Smoking rates in America fell from 42% to 11% over sixty years. No single law did it. Georgetown University's SimSmoke model quantified what actually drove the decline: the Surgeon General's report and media campaigns accounted for 24-26% of the reduction. Excise taxes accounted for another 24%. Indoor smoking bans contributed 5.5%. Cessation programs and health warnings contributed 1-5% each. The single most effective youth program, the truth campaign, worked by treating teenagers as intelligent people capable of seeing through manipulation. The data is clear: information and incentives did the heavy lifting.
The point is not the incidents. It is the pattern. Every system was built with good intentions, and every one was used in ways its creators never predicted. Good intentions do not prevent misuse. They justify it.
What follows from this
If these truths hold, and if this history is what it appears to be, then certain things follow.
- Safety enables freedom. It is not the goal itself. Trading children's freedom for safety destroys what you were trying to protect.

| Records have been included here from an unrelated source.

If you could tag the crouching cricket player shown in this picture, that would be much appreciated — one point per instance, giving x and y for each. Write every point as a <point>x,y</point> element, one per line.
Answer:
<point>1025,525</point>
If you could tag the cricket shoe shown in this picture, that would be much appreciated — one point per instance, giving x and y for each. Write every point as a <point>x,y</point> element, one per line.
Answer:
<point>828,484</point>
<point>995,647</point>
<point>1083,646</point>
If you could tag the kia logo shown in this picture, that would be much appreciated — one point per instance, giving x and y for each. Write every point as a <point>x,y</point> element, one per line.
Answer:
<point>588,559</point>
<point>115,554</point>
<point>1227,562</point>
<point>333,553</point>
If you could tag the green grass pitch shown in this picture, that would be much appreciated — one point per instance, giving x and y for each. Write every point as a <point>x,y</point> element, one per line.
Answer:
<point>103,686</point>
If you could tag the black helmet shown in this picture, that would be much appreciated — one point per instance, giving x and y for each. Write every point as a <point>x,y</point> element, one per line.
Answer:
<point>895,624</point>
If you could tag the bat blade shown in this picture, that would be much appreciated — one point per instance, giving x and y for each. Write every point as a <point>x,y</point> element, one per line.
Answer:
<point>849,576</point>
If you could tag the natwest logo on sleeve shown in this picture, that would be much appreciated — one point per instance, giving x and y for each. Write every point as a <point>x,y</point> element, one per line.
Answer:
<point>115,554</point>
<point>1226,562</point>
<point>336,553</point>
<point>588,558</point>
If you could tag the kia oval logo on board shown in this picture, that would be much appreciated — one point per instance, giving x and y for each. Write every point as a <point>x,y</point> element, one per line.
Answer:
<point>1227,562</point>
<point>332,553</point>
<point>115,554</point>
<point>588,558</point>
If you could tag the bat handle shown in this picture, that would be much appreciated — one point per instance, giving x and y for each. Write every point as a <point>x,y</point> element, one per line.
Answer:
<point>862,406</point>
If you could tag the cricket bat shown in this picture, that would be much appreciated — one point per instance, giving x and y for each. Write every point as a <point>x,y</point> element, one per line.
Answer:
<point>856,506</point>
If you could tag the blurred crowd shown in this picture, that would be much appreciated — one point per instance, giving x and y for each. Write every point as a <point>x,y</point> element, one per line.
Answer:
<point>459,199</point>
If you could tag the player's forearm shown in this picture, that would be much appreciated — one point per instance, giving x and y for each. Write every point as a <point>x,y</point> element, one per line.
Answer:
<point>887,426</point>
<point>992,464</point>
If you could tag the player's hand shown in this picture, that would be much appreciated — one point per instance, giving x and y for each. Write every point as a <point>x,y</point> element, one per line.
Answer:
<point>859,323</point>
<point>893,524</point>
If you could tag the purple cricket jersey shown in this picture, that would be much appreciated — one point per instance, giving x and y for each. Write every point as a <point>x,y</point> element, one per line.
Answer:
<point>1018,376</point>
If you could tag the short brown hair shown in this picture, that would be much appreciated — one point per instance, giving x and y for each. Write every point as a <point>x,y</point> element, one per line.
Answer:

- Education is the primary tool. Community is the support structure. Leading by example is the method. This is what the evidence shows works. Not legislation alone. Not technology alone. People teaching people.
- Children's privacy belongs to them. Parents are stewards, not owners. Government is further removed still.
- Solutions should be localized before centralized. Families before communities. Communities before institutions. Institutions before governments. Solve problems at the level closest to the people affected.
- Government is a lever for accountability, not a source of solutions. It can hold corporations accountable for harm. It cannot raise your children.
- Government's role is to referee, not parent. Enforce contracts. Adjudicate disputes. Protect against force and fraud. Stay out of family decisions.
The question
Policies change. Data does not. Once collected, it exists. It will be available to every future government, every future policy, every future purpose that has not been invented yet.